First, sorry that this email probably doesn't thread will with either one or the other target mailing lists... I had to pick one to thread with, and other slightly loses. The downside of the initial email not being sent to both MLs at once. :(
In concept, I certainly see value in bringing CentOS and Fedora closer. However, I think eliminating Fedora variants in favor of CentOS Stream ones (aka rhel-rawhide based variants) is probably premature. There are several issues with doing this as it currently stands:
1. CentOS Koji is pretty closed to a couple of folks in CentOS and Red Hat. This also includes blocking the download of artifacts from Koji. For reasons I don't understand, CentOS is still gated by the RHEL QE folks, and thus RPMs built in Koji cannot be downloaded until they are finally published. This ruins any testing/development before releasing to users. The CBS is a worthless substitute since it's purely for addons. I've been around long enough to remember when Fedora was like this, and back then, it wasn't really considered "okay" for Fedora to be like that (the intent was always there to fix it, and we eventually did!). Today, however, it is considered "okay", and that's a problem.
2. The CentOS community is simply not mature enough to take on the role Fedora does in any meaningful capacity. We already know that this is a problem even with Fedora EPEL, and I strongly believe the issue would be massively magnified if those transitioned to the CentOS Project. The CentOS community is largely a user community that takes and does not give back much, if at all. I've experienced variations of this issue when people (even from Red Hat!) have done finger-pointing to *me* with my packages in EPEL without any acknowledgement that they could have helped. It's depressing that even some Red Hatters consider EPEL not worth contributing to, but still worth being upset about.
3. Today, the CentOS Project is (sadly) a community project in a very superficial sense. Aside from the Virt SIG's Xen subgroup, all SIGs are basically Red Hat product teams, with varying degrees of allowances for community contributions. The community processes within CentOS are mostly nonfunctional because they've had no reason to develop it. There has been very little community development for CentOS. Even with Fermilab and CERN shutting down Scientific Linux, I haven't seen anything from those people coming "into the fold". There's been no outreach or collaboration with other CentOS based derivatives, commercial or otherwise. The private discussions I've had on the matter seem to indicate that there's still ambivalence, if not outright antipathy and hostility toward the broader ecosystem of CentOS derivatives.

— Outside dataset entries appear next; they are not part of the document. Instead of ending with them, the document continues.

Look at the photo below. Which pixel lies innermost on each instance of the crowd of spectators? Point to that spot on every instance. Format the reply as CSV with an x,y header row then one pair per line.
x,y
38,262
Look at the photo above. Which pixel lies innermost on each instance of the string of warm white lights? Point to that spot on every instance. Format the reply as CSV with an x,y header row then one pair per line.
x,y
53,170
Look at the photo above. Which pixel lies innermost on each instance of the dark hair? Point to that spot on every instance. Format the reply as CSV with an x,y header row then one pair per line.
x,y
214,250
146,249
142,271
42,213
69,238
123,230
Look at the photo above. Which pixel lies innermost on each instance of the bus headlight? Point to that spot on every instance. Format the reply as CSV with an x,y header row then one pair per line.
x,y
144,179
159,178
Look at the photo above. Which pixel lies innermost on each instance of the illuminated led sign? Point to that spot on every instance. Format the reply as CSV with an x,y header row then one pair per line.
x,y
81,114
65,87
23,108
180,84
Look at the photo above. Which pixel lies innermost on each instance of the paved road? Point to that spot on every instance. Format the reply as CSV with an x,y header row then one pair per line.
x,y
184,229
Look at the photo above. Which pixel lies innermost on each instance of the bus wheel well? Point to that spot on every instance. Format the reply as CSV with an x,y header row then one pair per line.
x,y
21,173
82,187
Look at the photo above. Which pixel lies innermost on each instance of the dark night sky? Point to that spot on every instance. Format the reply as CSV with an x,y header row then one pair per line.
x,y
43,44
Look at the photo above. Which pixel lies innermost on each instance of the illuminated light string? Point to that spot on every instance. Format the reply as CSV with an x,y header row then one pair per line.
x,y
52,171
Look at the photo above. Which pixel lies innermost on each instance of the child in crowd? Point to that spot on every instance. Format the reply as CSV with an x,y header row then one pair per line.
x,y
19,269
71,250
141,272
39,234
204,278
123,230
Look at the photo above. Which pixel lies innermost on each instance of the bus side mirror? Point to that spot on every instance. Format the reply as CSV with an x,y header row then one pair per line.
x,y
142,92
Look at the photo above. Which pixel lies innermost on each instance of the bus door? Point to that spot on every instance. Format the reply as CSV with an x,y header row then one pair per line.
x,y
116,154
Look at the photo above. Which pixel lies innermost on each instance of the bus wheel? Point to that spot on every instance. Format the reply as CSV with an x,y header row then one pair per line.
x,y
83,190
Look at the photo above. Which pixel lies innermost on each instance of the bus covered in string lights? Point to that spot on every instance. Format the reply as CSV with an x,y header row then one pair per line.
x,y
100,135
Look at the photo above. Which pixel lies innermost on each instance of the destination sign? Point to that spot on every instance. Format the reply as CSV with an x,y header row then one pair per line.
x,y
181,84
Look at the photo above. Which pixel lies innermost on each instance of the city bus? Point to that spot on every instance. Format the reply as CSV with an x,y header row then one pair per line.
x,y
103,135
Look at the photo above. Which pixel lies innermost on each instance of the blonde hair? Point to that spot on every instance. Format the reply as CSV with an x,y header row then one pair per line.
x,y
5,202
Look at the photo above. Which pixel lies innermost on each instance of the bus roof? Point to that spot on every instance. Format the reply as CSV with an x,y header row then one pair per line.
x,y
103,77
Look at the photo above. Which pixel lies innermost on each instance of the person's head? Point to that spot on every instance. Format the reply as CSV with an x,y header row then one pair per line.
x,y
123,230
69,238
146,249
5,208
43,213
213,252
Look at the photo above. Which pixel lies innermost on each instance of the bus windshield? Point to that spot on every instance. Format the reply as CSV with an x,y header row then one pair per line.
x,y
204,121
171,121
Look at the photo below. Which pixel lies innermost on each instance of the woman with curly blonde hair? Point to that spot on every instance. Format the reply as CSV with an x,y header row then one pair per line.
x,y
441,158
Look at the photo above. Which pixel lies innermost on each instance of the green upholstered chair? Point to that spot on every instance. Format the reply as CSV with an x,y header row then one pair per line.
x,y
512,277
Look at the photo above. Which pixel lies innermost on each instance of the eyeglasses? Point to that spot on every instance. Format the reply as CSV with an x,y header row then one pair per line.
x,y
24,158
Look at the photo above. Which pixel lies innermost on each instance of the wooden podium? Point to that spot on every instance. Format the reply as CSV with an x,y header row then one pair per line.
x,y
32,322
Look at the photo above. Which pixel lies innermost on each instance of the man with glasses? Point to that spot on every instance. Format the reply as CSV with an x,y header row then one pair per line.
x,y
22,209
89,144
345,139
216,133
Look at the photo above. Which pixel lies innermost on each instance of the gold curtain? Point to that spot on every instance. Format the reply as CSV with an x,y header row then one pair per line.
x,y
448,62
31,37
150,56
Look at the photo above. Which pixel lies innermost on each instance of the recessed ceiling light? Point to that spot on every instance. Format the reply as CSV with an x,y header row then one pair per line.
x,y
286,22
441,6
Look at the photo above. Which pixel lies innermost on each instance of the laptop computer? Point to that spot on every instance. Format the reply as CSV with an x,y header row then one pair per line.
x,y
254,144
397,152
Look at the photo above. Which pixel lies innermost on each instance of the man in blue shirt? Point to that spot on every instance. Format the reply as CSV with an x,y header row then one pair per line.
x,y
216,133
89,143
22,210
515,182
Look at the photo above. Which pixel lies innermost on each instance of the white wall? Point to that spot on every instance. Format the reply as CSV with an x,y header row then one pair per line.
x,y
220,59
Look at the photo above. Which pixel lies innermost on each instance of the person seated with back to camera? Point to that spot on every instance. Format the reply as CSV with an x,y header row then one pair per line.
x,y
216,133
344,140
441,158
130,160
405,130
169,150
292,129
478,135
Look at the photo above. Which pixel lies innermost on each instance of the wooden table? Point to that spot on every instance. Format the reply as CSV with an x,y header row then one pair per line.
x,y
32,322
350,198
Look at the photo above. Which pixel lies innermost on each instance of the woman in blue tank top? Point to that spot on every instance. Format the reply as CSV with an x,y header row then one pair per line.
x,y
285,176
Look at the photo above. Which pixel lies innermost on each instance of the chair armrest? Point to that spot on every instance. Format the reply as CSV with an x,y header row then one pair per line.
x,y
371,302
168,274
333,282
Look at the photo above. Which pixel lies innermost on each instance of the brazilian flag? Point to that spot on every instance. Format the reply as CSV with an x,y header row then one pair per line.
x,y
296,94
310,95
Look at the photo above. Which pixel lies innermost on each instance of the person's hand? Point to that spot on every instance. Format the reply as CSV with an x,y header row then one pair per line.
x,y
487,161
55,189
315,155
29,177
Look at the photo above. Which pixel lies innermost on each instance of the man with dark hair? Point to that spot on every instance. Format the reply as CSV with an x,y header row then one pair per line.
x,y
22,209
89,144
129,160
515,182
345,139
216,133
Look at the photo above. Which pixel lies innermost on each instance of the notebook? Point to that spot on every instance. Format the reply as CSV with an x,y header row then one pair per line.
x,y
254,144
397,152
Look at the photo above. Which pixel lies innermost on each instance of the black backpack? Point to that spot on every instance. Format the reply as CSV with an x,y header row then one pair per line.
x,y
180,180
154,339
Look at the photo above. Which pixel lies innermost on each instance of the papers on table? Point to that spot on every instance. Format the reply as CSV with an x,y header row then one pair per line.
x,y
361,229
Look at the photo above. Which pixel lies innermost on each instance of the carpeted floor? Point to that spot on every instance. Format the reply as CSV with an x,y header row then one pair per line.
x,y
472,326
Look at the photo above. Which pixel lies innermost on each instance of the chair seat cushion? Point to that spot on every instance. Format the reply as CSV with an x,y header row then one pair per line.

What I'm more concerned about is that if you eliminate Fedora from any meaningful server based development, you strip all the opportunities for people to iterate on server-oriented changes before they go into rhel-rawhide and push into CentOS Stream. You also essentially kneecap any motivation for other things related to server environments to iterate faster (such as language stacks that are heavily used for web service software) because you've eliminated the major ability for that to ship to users and contributors. It also further accelerates a trend that I think we need to reverse where people consider Fedora unacceptable for server roles. If anything, Fedora is a lot better at being used for servers then it was five years ago. I've personally *stopped* using CentOS for servers because Fedora has gotten so good at it. Upgrades are a breeze and stuff generally works. When it doesn't, it's fixable! That last part is key. With CentOS, it's not, because it has to bounce back into Red Hat first. And Red Hat doesn't really care about issues discovered by CentOS users, and there are no "CentOS developers".
So, what this long email is actually saying is that I think it's an interesting idea to bring the two projects together, but eliminating aspects of Fedora in favor of CentOS is premature because CentOS has not actually developed as a community project. Maybe it's worth revisiting after six years of actual community development?